The Federation of Small Businesses (FSB) said only 5 per cent of that budget is spent with firms with fewer than ten employees despite them accounting for 94 per cent of the nation’s businesses.
The FSB also said the value of procurement contracts won by smaller firms has been in decline north of the Border since 2016. It argues that by removing the barriers to smaller firms winning public work, ministers could boost the economic and social impact of their spending.
With reforms to procurement pledged in the agreement between the Scottish Greens and the SNP, the business-focused organisation wants stretching local spending targets set for public bodies.
The FSB also wants to see action to develop local supply chains for projects to reduce carbon emissions, such as schemes to improve the energy efficiency of buildings.
Andrew McRae, FSB’s Scotland policy chair, said: “Too many small businesses in Scotland lose out to multinationals when it comes to winning public work.

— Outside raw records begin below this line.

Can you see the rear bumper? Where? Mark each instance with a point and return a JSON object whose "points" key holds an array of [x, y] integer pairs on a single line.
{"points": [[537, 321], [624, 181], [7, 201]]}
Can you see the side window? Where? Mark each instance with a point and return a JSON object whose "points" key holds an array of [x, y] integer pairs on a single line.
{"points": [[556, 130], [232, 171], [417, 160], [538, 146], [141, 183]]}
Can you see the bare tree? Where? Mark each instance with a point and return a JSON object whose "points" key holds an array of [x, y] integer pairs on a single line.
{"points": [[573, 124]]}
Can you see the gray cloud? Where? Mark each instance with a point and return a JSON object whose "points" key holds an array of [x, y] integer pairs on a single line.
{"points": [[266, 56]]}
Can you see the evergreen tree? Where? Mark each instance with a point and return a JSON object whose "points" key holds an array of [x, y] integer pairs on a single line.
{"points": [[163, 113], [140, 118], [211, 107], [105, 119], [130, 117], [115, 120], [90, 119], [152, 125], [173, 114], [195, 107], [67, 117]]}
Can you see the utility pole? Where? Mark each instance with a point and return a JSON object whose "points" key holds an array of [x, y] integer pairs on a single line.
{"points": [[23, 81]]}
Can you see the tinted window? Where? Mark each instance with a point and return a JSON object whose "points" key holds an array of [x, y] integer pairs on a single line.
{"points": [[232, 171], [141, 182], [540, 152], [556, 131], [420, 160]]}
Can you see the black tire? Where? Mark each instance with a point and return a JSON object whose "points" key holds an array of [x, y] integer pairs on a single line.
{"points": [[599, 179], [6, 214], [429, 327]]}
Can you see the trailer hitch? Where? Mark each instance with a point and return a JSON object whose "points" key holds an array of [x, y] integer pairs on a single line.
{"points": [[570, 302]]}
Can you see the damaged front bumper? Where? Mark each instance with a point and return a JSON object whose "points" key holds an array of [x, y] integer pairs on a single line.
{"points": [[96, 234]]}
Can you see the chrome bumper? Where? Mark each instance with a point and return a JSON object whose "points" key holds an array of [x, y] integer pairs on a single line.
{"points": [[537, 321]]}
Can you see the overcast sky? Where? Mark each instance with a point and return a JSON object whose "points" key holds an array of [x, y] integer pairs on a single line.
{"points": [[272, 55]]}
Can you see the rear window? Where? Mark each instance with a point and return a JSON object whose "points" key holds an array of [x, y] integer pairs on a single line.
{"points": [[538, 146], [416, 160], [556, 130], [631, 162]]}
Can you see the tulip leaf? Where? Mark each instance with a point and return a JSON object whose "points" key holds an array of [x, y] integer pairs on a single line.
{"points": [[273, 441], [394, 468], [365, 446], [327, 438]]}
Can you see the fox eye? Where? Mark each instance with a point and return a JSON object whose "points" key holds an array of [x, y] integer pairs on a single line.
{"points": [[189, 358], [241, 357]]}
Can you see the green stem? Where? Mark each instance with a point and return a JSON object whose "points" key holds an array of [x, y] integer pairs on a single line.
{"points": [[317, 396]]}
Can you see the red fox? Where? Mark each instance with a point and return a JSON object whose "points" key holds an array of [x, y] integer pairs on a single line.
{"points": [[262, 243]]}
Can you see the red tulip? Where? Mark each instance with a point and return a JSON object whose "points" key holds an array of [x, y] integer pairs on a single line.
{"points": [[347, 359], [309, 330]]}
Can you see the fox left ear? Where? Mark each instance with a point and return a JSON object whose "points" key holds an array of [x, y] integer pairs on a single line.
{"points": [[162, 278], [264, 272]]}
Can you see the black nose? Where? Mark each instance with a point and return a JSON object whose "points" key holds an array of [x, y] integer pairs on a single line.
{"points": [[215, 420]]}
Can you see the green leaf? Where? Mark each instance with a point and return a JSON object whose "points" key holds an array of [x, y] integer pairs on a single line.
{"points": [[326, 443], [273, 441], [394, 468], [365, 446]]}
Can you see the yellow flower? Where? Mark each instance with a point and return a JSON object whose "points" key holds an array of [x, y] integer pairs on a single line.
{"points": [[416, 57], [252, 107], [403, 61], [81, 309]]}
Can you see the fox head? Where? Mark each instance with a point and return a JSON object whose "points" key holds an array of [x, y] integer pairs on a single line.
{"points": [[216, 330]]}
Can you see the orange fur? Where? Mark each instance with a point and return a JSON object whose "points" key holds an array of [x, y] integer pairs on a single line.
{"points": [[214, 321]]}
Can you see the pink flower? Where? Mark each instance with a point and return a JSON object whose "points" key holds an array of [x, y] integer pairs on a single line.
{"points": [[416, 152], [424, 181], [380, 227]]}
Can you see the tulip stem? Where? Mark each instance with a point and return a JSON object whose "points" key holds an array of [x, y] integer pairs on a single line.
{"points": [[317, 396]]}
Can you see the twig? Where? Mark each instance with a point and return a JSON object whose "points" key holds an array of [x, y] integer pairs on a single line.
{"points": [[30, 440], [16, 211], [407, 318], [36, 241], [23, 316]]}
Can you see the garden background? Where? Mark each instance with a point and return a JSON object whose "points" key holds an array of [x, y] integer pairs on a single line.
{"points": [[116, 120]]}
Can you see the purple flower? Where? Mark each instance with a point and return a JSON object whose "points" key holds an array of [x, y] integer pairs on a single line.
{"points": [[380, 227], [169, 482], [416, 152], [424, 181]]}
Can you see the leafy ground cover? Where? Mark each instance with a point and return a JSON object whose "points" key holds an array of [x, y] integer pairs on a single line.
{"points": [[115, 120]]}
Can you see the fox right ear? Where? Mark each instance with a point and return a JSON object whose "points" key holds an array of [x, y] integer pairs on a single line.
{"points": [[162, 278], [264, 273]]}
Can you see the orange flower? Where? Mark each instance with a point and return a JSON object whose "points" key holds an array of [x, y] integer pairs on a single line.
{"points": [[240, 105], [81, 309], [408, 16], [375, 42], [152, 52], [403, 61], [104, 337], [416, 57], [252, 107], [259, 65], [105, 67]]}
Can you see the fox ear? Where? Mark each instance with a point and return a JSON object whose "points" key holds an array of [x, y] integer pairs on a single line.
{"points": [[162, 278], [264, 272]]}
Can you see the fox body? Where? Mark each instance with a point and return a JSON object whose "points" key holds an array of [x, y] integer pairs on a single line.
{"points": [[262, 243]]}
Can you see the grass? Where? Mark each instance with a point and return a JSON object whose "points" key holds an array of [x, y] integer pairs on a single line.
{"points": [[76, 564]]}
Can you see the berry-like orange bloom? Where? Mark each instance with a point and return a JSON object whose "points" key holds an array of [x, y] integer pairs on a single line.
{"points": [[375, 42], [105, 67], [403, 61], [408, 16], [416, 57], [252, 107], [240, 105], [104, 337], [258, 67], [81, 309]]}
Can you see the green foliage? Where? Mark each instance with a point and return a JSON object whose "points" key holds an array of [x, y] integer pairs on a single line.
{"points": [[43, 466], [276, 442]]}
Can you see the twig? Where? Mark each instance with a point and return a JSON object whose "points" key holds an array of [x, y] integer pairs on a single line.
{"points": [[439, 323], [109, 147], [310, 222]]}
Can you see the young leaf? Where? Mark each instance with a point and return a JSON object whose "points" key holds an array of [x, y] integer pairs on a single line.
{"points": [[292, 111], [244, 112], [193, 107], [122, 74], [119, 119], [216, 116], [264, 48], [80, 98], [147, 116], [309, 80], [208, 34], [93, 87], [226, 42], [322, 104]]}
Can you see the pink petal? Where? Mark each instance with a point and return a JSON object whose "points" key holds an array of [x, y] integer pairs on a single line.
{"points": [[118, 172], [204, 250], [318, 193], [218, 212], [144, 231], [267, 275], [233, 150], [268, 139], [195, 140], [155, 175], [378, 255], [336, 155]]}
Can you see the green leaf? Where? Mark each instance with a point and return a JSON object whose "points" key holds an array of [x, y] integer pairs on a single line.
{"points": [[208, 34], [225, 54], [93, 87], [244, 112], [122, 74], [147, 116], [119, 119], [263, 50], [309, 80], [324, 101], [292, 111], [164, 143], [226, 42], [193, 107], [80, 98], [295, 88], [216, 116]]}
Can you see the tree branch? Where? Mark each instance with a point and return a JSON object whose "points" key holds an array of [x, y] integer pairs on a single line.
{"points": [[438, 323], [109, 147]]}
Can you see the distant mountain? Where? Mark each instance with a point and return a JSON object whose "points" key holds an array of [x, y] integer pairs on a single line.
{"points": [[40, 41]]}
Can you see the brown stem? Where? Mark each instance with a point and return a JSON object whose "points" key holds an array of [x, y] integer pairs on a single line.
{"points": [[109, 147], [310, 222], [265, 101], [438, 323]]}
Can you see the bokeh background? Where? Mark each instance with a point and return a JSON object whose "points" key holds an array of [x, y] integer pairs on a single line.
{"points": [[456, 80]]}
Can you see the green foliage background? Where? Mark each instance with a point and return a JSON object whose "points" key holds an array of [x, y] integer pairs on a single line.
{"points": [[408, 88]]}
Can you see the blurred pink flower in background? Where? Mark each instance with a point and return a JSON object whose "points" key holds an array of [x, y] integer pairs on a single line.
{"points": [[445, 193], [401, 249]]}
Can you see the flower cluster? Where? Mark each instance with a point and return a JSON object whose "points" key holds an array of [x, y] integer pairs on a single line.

“And with big plans on the horizon to make our buildings more energy efficient, there’s a risk that the design of contracts could exclude independent firms. That’s why many will have been pleased to see the SNP and Greens agree to change the systems the Scottish public sector uses to buy goods and services.
“These reforms could make it easier for more locally-based firms win valuable green contracts, helping these businesses develop the skills required for a lower-carbon economy. And by maximising the number of local suppliers, you boost the economic and community benefits of public spending.”
In a report published the day before it is expected that the First Minister will outline her government’s programme, FSB makes the case for an action plan to help local and independent businesses recover from the Covid crisis.
The document – titled Rebuilding our Strength – argues that Holyrood should provide paternity and adoption social security support for self-employed parents, a move it says could encourage more people to set up in business.
The FSB says Scottish ministers should also take inspiration from New Zealand and the United States by establishing a small business unit in the Scottish Government.
“This team would, for example, ensure that new government regulations don’t place a disproportionate burden on small businesses,” said Mr McRae.
“Scotland’s small business and self-employed community made huge sacrifices over the last two years. We’re looking for Holyrood to have these operators’ backs as we enter the recovery phase.
“MSPs from across the political spectrum must do more for the country’s self-employed who are regularly forgotten during policy debate. We’re making the case for new protections for those that work for themselves to take the edge off the risks of setting up on your own.
“Small firms also want someone fighting their corner in Scotland’s corridors of power. In New Zealand and the USA, they’ve designed systems to ensure policymakers don’t just think about big business and the public sector when developing proposals. Now is the time for Scotland to do the same.”